It is also worrying that the Police do not have the ability to collect blood and other intimate samples without the suspect's permission.
Have we not reached the point where, assuming the Police have reasonable grounds to suspect someone, that they can demand the person's blood it it would solve the crime - or clear the person?
The Government has argued that it would be wrong to rush to put legislation into place, only to regret it later. And it can also be argued that it is better to have this legislation late rather than not at all.
But the Government does open itself up to the accusation that it is "soft on crime" in these kinds of situations.

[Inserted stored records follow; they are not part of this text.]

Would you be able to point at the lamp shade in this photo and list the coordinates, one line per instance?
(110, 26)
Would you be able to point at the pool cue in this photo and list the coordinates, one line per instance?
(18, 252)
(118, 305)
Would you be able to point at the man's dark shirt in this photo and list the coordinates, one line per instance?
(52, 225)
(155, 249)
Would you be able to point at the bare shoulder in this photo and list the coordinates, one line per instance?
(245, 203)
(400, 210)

That is only exacerbated when Attorney General Dame Lois Browne Evans prefers to recall the undoubtedly unjust times of the 1950s as justification for doing little now.

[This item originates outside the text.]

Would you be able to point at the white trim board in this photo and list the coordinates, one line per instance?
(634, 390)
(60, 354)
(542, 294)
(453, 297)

Nor is it helped when backbencher Arthur Hodgson prefers to blame the failures of the past on non-Bermudians and a "colonial" mentality.
The message that is sent to the community is that as long as the past is not repeated, all must be right in the present.

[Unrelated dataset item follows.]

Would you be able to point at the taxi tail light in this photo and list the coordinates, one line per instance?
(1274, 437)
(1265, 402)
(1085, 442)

But the feelings the community is passing onto this newspaper is quite different. The most common complaints deal with the public's inability to either get a Police officer to come to the scene of the crime or to investigate it once they get there.
This newspaper continually receives complaints from members of the public on this problem and they are echoed by organisations like the Corporation of St. George's on its frustrations over the policing of the town.
Home Affairs Minister Terry Lister has stated that the legislation passed on Friday is not the whole solution to crime, and he is right.
The other piece of the puzzle is restoring the confidence of the vast majority of the public who are law-abiding and peaceful that they are safe in their homes and on the streets as they go about their daily lives.